Limitations & Future Work

  1. Dependency on Reward Score Quality: The performance of the method depends on the accuracy of the judge model's scoring; if the reward scores are highly noisy, the augmentation benefit may degrade.
  2. Rough Policy Conditioning via System Prompts: Using text prompts to achieve reward conditioning might be less efficient than embedding-level conditioning, leaving room for optimization.
  3. Validation Only on 7B-9B Models: Lack of experimental validation on larger-scale models (70B+).
  4. Manual Setting of \(g^*\) at Inference: The target reward requires manual selection of the highest value; dynamic or adaptive targets were not explored.
  5. Insufficient Comparison with PPO/REINFORCE: The main points of comparison are direct alignment methods, with limited comparison against explicit RL methods.

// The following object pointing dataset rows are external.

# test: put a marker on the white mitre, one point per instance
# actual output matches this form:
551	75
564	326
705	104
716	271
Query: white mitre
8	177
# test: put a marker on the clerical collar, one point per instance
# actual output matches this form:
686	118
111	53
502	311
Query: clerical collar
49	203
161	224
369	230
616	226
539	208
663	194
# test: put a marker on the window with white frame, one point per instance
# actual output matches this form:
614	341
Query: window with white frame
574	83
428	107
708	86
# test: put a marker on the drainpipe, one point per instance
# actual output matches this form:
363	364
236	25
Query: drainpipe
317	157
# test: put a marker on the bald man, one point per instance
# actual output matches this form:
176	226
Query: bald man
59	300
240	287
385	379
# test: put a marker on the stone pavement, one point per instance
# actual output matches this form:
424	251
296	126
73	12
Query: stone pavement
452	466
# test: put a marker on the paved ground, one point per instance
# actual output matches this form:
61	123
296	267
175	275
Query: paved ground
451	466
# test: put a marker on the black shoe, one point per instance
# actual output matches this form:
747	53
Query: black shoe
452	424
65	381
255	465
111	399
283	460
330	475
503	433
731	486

  • SteerLM / DPA: Pioneers in conditional fine-tuning, but focus on multi-attribute user customization, whereas this paper addresses the inherent limitations of DPO itself.

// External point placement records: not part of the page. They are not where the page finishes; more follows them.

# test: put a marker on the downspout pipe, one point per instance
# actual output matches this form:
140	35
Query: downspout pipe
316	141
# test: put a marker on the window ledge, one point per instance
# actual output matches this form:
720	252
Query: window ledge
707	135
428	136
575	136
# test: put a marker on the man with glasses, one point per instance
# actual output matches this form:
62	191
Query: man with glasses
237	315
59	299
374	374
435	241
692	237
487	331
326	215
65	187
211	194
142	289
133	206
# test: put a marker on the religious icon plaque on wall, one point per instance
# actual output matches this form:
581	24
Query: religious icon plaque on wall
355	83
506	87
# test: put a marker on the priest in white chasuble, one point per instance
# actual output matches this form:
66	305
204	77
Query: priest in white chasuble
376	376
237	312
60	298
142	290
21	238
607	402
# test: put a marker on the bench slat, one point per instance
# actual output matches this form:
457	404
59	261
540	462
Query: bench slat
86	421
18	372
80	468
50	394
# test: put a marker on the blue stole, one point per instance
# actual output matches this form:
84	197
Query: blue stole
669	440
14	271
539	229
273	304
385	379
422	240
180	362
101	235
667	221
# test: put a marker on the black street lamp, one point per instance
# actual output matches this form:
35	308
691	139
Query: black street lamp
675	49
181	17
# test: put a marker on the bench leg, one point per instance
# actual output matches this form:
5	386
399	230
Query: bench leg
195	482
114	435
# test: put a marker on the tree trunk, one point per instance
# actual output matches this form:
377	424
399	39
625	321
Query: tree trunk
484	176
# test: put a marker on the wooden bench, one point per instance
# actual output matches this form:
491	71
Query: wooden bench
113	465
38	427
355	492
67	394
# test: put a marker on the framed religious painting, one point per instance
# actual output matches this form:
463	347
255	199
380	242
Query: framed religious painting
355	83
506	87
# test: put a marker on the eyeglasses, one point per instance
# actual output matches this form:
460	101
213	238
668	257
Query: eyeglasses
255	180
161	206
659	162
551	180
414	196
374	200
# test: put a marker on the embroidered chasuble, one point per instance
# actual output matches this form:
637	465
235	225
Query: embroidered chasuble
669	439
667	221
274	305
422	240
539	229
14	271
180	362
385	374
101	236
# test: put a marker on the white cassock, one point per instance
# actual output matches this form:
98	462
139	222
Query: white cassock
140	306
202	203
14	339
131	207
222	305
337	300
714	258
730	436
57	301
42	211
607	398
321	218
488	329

  • RPO (Nemotron-4): Also addresses the unlearning issue but requires algorithm modifications, whereas this paper only requires data modification.
  • SimPO: A strong on-policy alignment baseline, which this paper surpasses under the same settings.
  • Decision Transformer: Shares a similar conditional sequence modeling concept, but this paper combines it with DPO instead of SFT.

Rating

  • Novelty: ⭐⭐⭐⭐ — The combination of reward conditioning and data relabeling is simple, elegant, and insightful.
  • Experimental Thoroughness: ⭐⭐⭐⭐⭐ — Comprehensive coverage with 5 base models across multiple benchmarks and extensive ablations.
  • Writing Quality: ⭐⭐⭐⭐ — Clear motivation and well-integrated theory and experiments.
  • Value: ⭐⭐⭐⭐ — A practical, plug-and-play approach with direct inspiration for the preference learning community.